Mas não apenas. A criação da Capitania de São José do Rio Negro, em 1775, intensificou a presença de brasileiros e portugueses na bacia do rio Negro. Missionários católicos já estavam realizando seu trabalho de catequese nos rios que formam a bacia. Os manau ofereceram resistência às conquistas dos brancos. O líder indígena Ajuricaba, feito prisioneiro, atirou-se nas águas do Negro, preferindo a morte.

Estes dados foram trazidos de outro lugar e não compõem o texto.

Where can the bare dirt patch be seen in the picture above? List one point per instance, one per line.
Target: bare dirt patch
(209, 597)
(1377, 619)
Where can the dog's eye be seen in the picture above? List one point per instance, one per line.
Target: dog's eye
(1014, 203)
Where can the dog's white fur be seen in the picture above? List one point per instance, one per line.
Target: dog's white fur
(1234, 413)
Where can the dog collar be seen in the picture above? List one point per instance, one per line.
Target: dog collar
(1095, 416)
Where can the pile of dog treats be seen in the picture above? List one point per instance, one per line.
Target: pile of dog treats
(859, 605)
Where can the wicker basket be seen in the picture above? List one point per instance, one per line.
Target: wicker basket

Robin M. Wright informa que “A década de 1740 foi um período intenso de operações escravistas por parte de portugueses e espanhóis no Noroeste Amazônico – do Médio Rio Negro ao Alto Orinoco.” (“História indígena e do indigenismo no alto rio Negro”. Campinas: Mercado das Letras/São Paulo: Instituto Socioambiental). Houve conflitos. Muitos nativos morreram não apenas com as doenças levadas pelos brancos, mas também nas guerras. Houve captura de indígenas para escravização.

O pensamento europeu entrou no noroeste amazônico de maneira triunfante, acreditando que conseguiria escravos e convertidos. Mas as culturas dos povos conquistados pela força não podem ser apagadas por completo. Houve processos de aculturação. Lideranças indígenas mesclaram suas culturas tradicionais com o cristianismo e criaram concepções mistas. Apareceram “profetas”, uma característica
marcante dos séculos XIX e XX. Até hoje, o baniwa Kamiko é considerado o maior profeta do noroeste amazônico, sendo chamado de Cristo pelos seus seguidores. Seu filho Uétsu continuou a mística do pai.
O mais curioso aconteceu com a missionária protestante Sophie Muller. Norte-americana, ela decidiu levar o evangelho aos indígenas do Noroeste Amazônico e se tornou uma líder messiânica entre eles. Observemos que o contexto favoreceu concepções milenaristas. Os povos nativos estavam sendo muito explorados por militares e comerciantes. Essas lideranças crescem nesse contexto. Elas não pregavam o igualitarismo dos “Atos dos Apóstolos”, mas instigavam seus seguidores a se afastarem dos brancos e terem sua própria vida. O caminho é voltar a sua vida comunitária, mas como cristãos. O rio Negro tem sido objeto de muitos estudos.